Neil Kingsley - Four Years Before Sacramento


The quiet twap-twap-twap-twap-- of his silenced pistol followed Neil Kingsley as he fled the scene of Perrin's latest kill, some gangster boss of some kind or another. The names, the targets, they all ran together these days in Neil's mind. His Sire ran before him in the dark alleyway, his pair of heavy handguns in his own strong, murderous hands firing as well. The difference between Neil and Perrin was, Neil was shooting to make them put their heads down. Perrin's laser sights were locking on heads and chests, firing, tearing into the gangsters, spilling their blood and ending their lives. The older Mekhet sneered as they hit the next corner. "Cover me, Kingsley." An order, just like always, delivered in a rough, deadly voice. He had no choice but to comply, or be 'dusted' - that was always what Perrin called it. 'Dusting' him was a common threat.

Neil's heart, if it still could beat, would've been pounding. Bullets fired from powerful guns and machine pistols hit the brick corner, sending debris and dust into the air.

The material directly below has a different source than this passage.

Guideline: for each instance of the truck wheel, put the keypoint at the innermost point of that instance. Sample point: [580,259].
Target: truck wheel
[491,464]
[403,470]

He didn't want to go out into that, not even for a moment... but what choice did he have? Perrin was his Sire, the only thing he had in this dead world. They'd been together for years... but Perrin had never asked him to risk killing anybody. I could... I could never! At heart, Neil Kingsley was still a cop, no matter how crooked he had been. Please, God --

He heard the magazines hit the ground around the corner as their pursuers reloaded, and he knew he had to fire. Spinning out from the corner just enough to put his right eye and his pistol out, he emptied his clip in a slow methodical fashion, delivering flesh wounds and minor injuries and close calls to the men chasing them. I won't kill for you, Perrin. Then bullets came back at him, a spray of desperate shots. One struck him high in the shoulder. He grunted and fell back behind the brick corner.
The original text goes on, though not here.